Doch leider wird im Verlauf der Handlung schnell klar, dass der Film in erster Linie eine Aneinanderreihung von wirklich gut gemachten und haarsträubenden Verfolgungsjagden ist, jedoch viel zu wenig „Mind Games“ enthält, was ich von einem Film, der von Gedankenmanipulation handelt, schon irgendwie erwartet hätte. Ungefähr nach der Hälfte des Films, als Quaid mit seiner Exflamme in die verstrahlte Umgebung jenseits der Stadt fährt, um den Rebellenanführer zu finden, wird deutlich das Tempo rausgenommen, und erste Gefühle von Langeweile keimten in mir auf. Das Finale, welches ich an dieser Stelle nicht vorwegnehme, war ebenfalls keine Offenbarung, so dass es insgesamt nur für eine mittelmäßige bis akzeptable Bewertung bei mir reicht. Wäre dies kein Remake, sondern ein First Shot, hätte der Film natürlich mehr Lorbeeren geerntet. Schaut man sich die Bewertungen auf Rotten Tomatoes an, darf man allerdings davon ausgehen, dass die meisten Zuschauer doch während des gesamten Films das Original mit Schwarzenegger vor Augen hatten.

Thilo, laber nicht, kann denn jetzt das Remake mit dem Schwarzenegger-Original mithalten, oder nicht?
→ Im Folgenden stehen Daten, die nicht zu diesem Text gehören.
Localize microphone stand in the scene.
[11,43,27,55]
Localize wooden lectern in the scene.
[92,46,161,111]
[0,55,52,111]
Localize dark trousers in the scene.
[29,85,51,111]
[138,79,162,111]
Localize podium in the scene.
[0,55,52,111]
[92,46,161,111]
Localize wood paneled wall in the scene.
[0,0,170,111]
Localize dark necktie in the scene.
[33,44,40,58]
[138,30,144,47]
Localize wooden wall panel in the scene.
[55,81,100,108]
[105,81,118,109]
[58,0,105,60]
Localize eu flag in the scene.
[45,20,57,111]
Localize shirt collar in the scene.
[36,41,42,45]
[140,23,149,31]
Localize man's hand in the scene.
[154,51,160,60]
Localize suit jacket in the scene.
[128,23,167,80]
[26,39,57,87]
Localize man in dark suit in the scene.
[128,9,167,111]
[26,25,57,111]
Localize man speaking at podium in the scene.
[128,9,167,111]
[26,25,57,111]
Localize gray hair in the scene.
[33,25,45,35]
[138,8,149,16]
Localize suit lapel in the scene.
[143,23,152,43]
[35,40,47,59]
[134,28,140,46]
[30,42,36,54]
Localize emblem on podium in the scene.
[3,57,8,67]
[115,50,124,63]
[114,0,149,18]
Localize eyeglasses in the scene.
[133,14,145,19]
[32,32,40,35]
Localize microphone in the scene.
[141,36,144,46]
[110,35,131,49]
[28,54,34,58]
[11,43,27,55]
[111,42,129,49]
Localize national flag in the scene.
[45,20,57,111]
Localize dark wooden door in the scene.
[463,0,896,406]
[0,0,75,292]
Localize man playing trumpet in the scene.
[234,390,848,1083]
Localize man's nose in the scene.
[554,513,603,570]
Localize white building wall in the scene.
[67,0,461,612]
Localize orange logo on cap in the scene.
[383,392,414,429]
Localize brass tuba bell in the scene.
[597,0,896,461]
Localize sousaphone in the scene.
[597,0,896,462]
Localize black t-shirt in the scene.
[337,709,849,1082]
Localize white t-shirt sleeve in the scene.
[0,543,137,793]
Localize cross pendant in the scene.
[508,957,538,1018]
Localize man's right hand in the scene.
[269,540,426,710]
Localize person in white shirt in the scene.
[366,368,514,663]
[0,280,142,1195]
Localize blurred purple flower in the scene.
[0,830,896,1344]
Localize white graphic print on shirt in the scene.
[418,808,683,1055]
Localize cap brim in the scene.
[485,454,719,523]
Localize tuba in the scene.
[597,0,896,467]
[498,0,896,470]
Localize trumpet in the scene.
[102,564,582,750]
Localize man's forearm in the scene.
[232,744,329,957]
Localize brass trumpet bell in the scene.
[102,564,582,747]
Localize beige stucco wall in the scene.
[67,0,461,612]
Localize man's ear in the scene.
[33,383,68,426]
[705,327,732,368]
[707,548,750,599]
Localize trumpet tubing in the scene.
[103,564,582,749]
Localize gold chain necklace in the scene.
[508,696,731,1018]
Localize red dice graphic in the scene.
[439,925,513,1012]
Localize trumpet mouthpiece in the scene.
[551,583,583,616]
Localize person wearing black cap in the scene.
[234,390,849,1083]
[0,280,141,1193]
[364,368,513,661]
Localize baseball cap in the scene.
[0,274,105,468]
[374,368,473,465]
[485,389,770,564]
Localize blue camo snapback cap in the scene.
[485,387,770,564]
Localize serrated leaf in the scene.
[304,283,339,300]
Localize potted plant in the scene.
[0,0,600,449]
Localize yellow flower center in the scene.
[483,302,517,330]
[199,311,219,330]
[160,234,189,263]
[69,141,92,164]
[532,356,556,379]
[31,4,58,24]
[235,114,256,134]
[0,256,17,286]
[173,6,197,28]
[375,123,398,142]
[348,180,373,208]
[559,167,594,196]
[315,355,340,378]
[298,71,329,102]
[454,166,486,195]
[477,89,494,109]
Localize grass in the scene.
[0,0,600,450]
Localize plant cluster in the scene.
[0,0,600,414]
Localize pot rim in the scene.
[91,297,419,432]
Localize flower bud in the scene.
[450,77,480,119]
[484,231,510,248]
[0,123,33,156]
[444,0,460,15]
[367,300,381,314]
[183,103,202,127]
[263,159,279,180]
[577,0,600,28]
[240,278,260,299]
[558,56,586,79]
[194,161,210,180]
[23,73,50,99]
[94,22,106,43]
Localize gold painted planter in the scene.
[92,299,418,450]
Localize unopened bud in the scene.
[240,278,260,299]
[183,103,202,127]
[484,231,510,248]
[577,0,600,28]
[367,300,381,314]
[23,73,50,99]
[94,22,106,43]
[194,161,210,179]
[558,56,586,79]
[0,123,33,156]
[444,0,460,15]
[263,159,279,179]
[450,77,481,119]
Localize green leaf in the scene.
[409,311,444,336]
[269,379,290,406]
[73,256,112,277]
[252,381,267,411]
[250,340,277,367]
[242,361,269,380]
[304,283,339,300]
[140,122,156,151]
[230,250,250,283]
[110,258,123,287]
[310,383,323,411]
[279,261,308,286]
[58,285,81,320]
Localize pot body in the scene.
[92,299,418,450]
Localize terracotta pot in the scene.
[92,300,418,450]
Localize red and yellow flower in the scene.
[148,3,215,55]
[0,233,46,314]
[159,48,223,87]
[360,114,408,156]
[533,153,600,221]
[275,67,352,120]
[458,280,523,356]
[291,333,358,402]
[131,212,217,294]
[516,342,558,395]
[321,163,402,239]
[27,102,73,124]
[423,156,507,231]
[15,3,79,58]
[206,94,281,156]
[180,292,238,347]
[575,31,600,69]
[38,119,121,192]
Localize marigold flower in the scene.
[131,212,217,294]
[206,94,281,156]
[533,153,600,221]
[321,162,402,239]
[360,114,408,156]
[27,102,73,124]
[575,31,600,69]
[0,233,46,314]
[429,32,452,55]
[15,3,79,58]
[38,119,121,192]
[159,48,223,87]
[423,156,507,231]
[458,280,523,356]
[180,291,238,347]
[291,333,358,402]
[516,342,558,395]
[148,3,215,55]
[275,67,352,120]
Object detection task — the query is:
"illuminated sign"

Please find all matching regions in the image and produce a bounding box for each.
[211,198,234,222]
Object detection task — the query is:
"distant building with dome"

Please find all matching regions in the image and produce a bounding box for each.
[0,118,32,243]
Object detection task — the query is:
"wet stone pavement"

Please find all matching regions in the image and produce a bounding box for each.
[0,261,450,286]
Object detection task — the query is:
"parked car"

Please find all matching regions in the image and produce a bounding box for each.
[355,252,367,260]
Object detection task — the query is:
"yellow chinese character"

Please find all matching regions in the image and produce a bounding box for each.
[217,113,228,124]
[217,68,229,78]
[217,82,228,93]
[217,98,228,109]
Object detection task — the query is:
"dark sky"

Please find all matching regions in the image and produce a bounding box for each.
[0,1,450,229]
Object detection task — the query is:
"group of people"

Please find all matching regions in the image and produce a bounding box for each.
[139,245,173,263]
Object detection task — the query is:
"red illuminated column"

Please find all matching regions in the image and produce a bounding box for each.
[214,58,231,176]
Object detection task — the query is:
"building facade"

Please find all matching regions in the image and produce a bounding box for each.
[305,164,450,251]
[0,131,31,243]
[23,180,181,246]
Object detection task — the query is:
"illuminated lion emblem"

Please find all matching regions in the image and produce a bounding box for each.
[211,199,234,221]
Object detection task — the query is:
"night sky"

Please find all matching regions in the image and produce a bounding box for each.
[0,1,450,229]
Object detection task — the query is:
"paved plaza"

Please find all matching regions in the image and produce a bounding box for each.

Fazit: Auch wenn das Remake sich immer mal wieder vor einigen der lustigen Ideen des Originals verbeugt und dreibusige Frauen in die Fußgängerzone stellt, kann es natürlich nicht mit dem Charme des trashigen Kultklassikers mithalten. Trotzdem hat der Film auf Grund vieler eigener Stilelemente und der Entscheidung den Mars ganz außen vor zu lassen eine eigene Daseinsberechtigung. Wo Verhoevens Version blutiger war, hat das Remake bessere Effekte und wo bei Verhoeven eine alberne Jahrmarktspuppe ein Taxi fährt, gibt es im Remake eine ganze Klonarmee von Robo-Polizisten. Beides hat jeweils seinen eigenen Reiz. Ob ich jedoch Sharon Stone oder Kate Beckinsale für die bessere und/oder attraktivere Ehe-Intrigantin halte, kann und will ich jetzt nicht beantworten. Ich muss mir erst noch mal den Arnie-Streifen reinziehen. Lang ist‘s her.